Posted 18 February 2012 - 08:59 AM


I have been involved in art all my life. family sent me to art school on Saturdays from age 11 on up through HS. I worked one summer at an ice cream parlor and loved sculpting in whipped cream. I began as a major in Industrial design but an elective in ceramics changed everything. My primary mentor in college was Bill Daley, famous for hand building, followed by Paula Winokur who taught us throwing. I have built many kilns from Boston, Philadelphia, Wyoming, Montana and Texas and love the firing but also throwing, hand building and making tools of the trade for my needs..like a right angle jig.
The fascination with clay has continued for 45+ years.

Marcia

#13 clayfolk

clayfolk

    Newbie

  • Members
  • Pip
  • 5 posts

Posted 22 February 2012 - 02:03 PM

Valentine's Day ... and love is in the air, so lets talk about your love affair with clay!:rolleyes:
What is it for you ...
An addiction? Wild romance? Love/Hate? On again - off again? BFF? An 'Ex' that won't leave? An itch? A craving?
Be serious, funny, whimsical or whatever ... tell us what drew you in and keeps you going.

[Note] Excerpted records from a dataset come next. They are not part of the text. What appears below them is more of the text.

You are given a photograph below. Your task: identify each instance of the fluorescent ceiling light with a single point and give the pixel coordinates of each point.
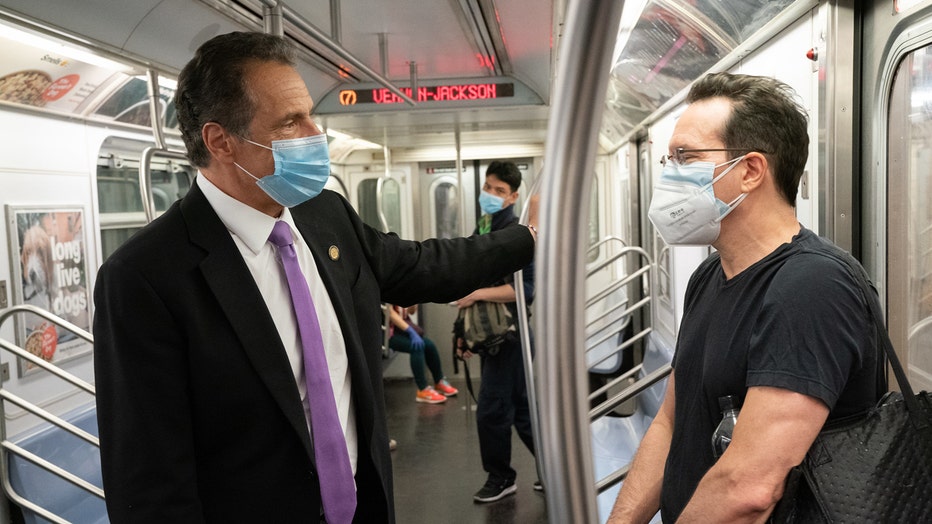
(53, 46)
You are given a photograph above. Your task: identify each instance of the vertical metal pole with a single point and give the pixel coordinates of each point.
(336, 23)
(461, 183)
(575, 116)
(383, 53)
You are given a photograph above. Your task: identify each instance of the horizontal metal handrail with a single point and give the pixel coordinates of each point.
(52, 468)
(6, 396)
(626, 280)
(631, 391)
(47, 366)
(611, 479)
(628, 250)
(624, 345)
(55, 420)
(606, 240)
(620, 378)
(624, 315)
(28, 504)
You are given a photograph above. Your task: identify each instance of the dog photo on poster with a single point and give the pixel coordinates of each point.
(49, 254)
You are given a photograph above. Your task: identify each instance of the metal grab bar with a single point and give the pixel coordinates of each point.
(627, 394)
(6, 396)
(292, 16)
(582, 81)
(606, 240)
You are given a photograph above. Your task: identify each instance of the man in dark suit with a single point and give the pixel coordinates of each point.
(201, 401)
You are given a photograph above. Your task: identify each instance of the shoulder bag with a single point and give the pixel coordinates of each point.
(874, 468)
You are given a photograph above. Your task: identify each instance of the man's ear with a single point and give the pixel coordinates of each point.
(218, 141)
(756, 170)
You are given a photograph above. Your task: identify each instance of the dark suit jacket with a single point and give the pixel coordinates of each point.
(199, 414)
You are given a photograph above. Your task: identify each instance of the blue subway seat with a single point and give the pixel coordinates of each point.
(69, 452)
(616, 439)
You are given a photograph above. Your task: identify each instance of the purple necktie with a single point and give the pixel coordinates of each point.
(337, 490)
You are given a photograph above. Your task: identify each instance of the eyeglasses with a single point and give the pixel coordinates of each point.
(679, 154)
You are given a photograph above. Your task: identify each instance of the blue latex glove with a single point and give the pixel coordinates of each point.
(417, 343)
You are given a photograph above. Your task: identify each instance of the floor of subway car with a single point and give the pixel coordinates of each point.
(437, 465)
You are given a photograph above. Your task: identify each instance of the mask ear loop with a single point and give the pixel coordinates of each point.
(733, 163)
(731, 206)
(255, 144)
(244, 171)
(734, 203)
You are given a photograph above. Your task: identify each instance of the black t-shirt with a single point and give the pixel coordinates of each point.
(797, 319)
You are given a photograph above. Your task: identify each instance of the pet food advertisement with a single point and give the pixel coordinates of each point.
(50, 272)
(41, 77)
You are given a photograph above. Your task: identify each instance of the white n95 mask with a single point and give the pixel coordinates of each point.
(684, 208)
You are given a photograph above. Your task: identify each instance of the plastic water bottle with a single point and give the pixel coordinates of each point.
(722, 436)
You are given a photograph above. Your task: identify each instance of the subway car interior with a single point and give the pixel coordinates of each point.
(417, 99)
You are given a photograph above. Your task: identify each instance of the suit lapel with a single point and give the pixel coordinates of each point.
(239, 298)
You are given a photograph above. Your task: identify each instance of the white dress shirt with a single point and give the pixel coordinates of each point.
(250, 230)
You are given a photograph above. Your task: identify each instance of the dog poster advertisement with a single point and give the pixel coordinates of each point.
(50, 272)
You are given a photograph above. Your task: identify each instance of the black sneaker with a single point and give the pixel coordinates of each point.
(495, 490)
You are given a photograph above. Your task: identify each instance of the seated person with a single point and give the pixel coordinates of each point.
(407, 337)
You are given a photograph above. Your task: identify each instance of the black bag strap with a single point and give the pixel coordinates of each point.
(912, 404)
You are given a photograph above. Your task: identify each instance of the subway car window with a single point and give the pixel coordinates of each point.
(130, 104)
(367, 198)
(446, 210)
(914, 82)
(594, 227)
(119, 197)
(390, 200)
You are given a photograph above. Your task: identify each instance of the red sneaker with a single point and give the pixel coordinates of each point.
(430, 396)
(444, 387)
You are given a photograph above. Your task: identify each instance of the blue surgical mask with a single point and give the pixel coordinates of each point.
(490, 203)
(684, 208)
(302, 167)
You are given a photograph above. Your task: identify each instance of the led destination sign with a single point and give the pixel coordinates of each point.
(440, 93)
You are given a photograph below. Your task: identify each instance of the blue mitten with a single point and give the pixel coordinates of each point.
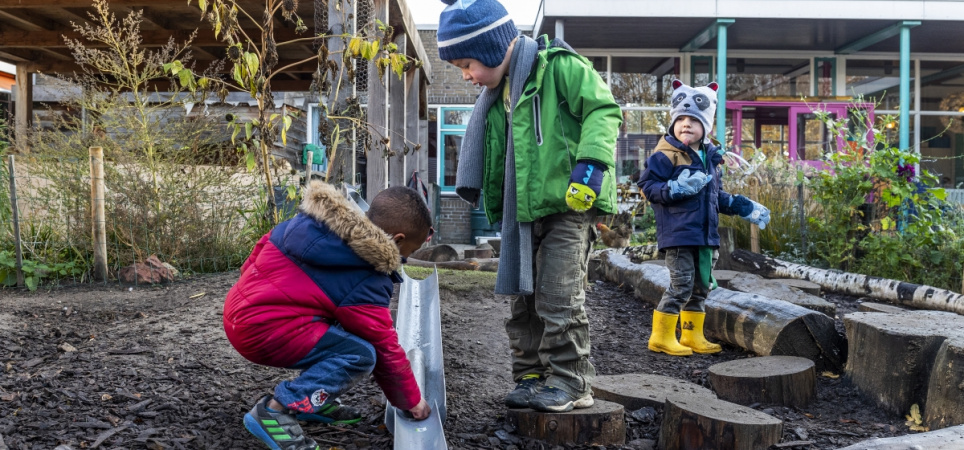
(584, 185)
(688, 184)
(750, 211)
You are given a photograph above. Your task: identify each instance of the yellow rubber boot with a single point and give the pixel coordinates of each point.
(692, 334)
(663, 338)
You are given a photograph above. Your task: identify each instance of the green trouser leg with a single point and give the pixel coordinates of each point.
(549, 330)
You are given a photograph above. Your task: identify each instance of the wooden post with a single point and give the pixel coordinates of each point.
(412, 126)
(397, 171)
(98, 222)
(754, 229)
(24, 105)
(377, 166)
(16, 223)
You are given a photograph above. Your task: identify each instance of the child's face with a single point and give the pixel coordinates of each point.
(688, 130)
(478, 74)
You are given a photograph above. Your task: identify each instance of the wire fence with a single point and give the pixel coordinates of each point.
(186, 219)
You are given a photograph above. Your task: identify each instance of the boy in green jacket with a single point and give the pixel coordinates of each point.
(539, 150)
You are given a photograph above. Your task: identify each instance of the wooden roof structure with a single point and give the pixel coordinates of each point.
(33, 32)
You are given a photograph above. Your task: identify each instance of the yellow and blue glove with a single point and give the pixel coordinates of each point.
(584, 185)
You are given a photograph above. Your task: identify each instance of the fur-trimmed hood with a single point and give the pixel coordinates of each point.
(326, 204)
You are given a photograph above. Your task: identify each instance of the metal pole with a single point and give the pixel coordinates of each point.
(721, 26)
(16, 224)
(98, 222)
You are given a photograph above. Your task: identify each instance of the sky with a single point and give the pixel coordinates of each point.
(425, 12)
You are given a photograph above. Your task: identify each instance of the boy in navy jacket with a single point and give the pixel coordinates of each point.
(682, 182)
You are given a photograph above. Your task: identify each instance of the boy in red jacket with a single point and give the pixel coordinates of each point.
(314, 296)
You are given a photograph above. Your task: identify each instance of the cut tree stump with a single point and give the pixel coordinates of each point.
(908, 294)
(723, 277)
(600, 424)
(898, 360)
(700, 423)
(436, 253)
(879, 307)
(755, 284)
(762, 325)
(946, 439)
(779, 380)
(804, 286)
(639, 390)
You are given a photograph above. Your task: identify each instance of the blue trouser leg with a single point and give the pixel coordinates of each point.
(337, 362)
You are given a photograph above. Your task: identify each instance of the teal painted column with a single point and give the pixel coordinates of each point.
(904, 119)
(721, 26)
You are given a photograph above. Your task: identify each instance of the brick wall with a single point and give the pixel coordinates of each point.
(454, 225)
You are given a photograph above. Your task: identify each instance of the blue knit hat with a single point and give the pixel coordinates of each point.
(477, 29)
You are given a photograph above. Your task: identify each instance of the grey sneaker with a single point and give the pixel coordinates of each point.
(278, 430)
(524, 389)
(553, 399)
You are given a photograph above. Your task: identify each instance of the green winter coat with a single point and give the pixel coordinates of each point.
(566, 113)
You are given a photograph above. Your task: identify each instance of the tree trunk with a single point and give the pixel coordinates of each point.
(601, 424)
(909, 294)
(768, 327)
(761, 325)
(921, 364)
(699, 423)
(780, 380)
(946, 439)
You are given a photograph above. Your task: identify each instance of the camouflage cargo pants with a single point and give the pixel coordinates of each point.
(549, 330)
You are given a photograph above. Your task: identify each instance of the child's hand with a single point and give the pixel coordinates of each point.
(421, 410)
(688, 184)
(585, 184)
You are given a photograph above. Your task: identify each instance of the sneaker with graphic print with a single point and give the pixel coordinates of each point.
(333, 413)
(279, 430)
(524, 389)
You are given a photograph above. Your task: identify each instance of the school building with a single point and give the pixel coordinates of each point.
(775, 61)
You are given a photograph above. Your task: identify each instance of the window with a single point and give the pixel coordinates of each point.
(451, 128)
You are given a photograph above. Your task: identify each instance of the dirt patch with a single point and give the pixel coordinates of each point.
(118, 367)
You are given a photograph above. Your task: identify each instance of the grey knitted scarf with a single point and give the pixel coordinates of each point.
(515, 258)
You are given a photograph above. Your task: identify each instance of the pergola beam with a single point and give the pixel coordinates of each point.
(11, 4)
(151, 38)
(703, 37)
(873, 38)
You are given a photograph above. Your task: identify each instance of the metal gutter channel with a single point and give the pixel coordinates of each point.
(419, 326)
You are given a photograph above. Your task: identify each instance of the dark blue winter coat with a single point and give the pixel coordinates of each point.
(688, 221)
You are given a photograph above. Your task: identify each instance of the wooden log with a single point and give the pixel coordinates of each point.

How would you describe your LOVE affair with Clay?






#14 clayfolk

clayfolk

    Newbie

  • Members
  • Pip
  • 5 posts

Posted 22 February 2012 - 02:23 PM

During the initial honeymoon period of centering and breathless infatuation, I remember saying, "Finally, something in my life I can control!" Then our relationship became one of time apart, wistful memories, longing, and multiple, brief re-encounters infused with my hope of establishing a daily, familiar habit of interaction and creation. Age and wisdom has taught me that I must see my love for what it is; a gentle, receptive and forgiving medium, always there to center me when I am ready, and through which I tell stories and make ideas visual.

#15 trina

trina

    Advanced Member

  • Members
  • PipPipPip
  • 437 posts

Posted 23 February 2012 - 09:40 AM

During the initial honeymoon period of centering and breathless infatuation, I remember saying, "Finally, something in my life I can control!" Then our relationship became one of time apart, wistful memories, longing, and multiple, brief re-encounters infused with my hope of establishing a daily, familiar habit of interaction and creation. Age and wisdom has taught me that I must see my love for what it is; a gentle, receptive and forgiving medium, always there to center me when I am ready, and through which I tell stories and make ideas visual.